Modern online platforms are increasingly employing recommendation systems to address information overload and improve user engagement. There is an evolving paradigm in this research field that recommendation network learning occurs both on the cloud and on edges with knowledge transfer in between (i.e., edge-cloud collaboration). Recent works push this field further by enabling edge-specific context-aware adaptivity, where model parameters are updated in real-time based on incoming on-edge data. However, we argue that frequent data exchanges between the cloud and edges often lead to inefficiency and waste of communication/computation resources, as considerable parameter updates might be redundant. To investigate this problem, we introduce Intelligent Edge-Cloud Parameter Request Model, abbreviated as IntellectReq. IntellectReq is designed to operate on edge, evaluating the cost-benefit landscape of parameter requests with minimal computation and communication overhead. We formulate this as a novel learning task, aimed at the detection of out-of-distribution data, thereby fine-tuning adaptive communication strategies. Further, we employ statistical mapping techniques to convert real-time user behavior into a normal distribution, thereby employing multi-sample outputs to quantify the model's uncertainty and thus its generalization capabilities. Rigorous empirical validation on four widely-adopted benchmarks evaluates our approach, evidencing a marked improvement in the efficiency and generalizability of edge-cloud collaborative and dynamic recommendation systems.

Figures (11)

• Figure 1: (a) outlines the evolution of recommendation systems from On-Edge Static Model to Edge-Cloud Collaborative and Dynamic Recommendation (EC-CDR). (b) overviews our IntellectReq. (c) compares the three methods and our IntellectReq (Communication Frequency 10% (IntellectReq) $\ll$ 100% (EC-CDR), AUC: 0.8562 (IntellectReq) $\approx$ 0.8581 (EC-CDR) or Communication Frequency 3% (IntellectReq) $\ll$ 100% (EC-CDR), HR@20: 0.6478 (IntellectReq) $\approx$ 0.6478 (EC-CDR))

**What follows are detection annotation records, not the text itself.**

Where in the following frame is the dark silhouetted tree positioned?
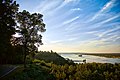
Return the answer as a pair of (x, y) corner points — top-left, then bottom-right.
(13, 10), (46, 67)
(0, 0), (19, 63)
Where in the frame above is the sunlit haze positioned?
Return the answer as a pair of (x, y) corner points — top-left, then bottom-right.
(17, 0), (120, 53)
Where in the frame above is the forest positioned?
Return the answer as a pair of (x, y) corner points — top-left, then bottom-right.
(0, 0), (120, 80)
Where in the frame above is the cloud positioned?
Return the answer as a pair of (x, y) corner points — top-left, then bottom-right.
(34, 0), (61, 13)
(68, 38), (77, 41)
(90, 0), (116, 21)
(71, 8), (82, 11)
(63, 16), (80, 25)
(98, 26), (120, 37)
(99, 14), (120, 24)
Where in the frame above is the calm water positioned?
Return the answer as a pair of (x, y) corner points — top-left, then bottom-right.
(60, 53), (120, 64)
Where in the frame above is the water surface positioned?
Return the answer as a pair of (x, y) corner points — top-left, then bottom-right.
(59, 53), (120, 64)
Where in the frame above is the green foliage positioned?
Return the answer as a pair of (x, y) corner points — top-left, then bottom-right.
(0, 0), (19, 64)
(51, 63), (120, 80)
(35, 51), (74, 65)
(10, 64), (55, 80)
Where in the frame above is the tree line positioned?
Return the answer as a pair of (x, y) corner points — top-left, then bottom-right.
(0, 0), (46, 66)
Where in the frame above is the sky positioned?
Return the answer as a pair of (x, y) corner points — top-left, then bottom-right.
(16, 0), (120, 53)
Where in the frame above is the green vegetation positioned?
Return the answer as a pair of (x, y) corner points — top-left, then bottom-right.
(35, 50), (74, 65)
(0, 0), (120, 80)
(3, 60), (120, 80)
(86, 53), (120, 58)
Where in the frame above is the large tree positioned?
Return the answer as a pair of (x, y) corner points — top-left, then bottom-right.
(13, 10), (46, 67)
(0, 0), (19, 63)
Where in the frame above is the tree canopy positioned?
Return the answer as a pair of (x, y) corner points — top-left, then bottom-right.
(0, 0), (19, 61)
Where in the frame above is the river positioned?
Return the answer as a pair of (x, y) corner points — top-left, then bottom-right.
(59, 53), (120, 64)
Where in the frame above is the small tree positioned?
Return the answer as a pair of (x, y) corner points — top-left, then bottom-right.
(0, 0), (19, 63)
(13, 10), (46, 67)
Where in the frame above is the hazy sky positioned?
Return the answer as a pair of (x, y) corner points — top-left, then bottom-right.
(17, 0), (120, 52)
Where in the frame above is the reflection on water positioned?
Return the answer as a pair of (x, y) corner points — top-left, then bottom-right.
(60, 53), (120, 64)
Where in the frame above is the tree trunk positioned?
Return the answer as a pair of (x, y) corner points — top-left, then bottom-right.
(23, 43), (27, 68)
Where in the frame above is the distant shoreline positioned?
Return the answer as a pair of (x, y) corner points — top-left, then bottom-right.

• Figure 2: Domain numbers of users.
• Figure 3: Overview of the IntellectReq. (a) describes the conventional recommendation model. (b) describes the EC-CDR. (c) and (d) respectively showcase the IntellectReq, and its Mis-Recommendation Detector and Distribution Mapper modules.
• Figure 4: Overview of the proposed Distribution Mapper. Training procedure: The architecture includes Recommendation Network, Prior Network, Posterior network and Next-item Perdition Network. Loss consists of the classification loss and the KL-Divergence loss. Inference procedure: The architecture includes Recommendation Network, Prior Network and Next-item Perdition Network. The uncertainty is calculated by the multi-sampling output.
• Figure 5: Performance w.r.t. Request Frequency curve based on previous 1 time difference on-edge dynamic model.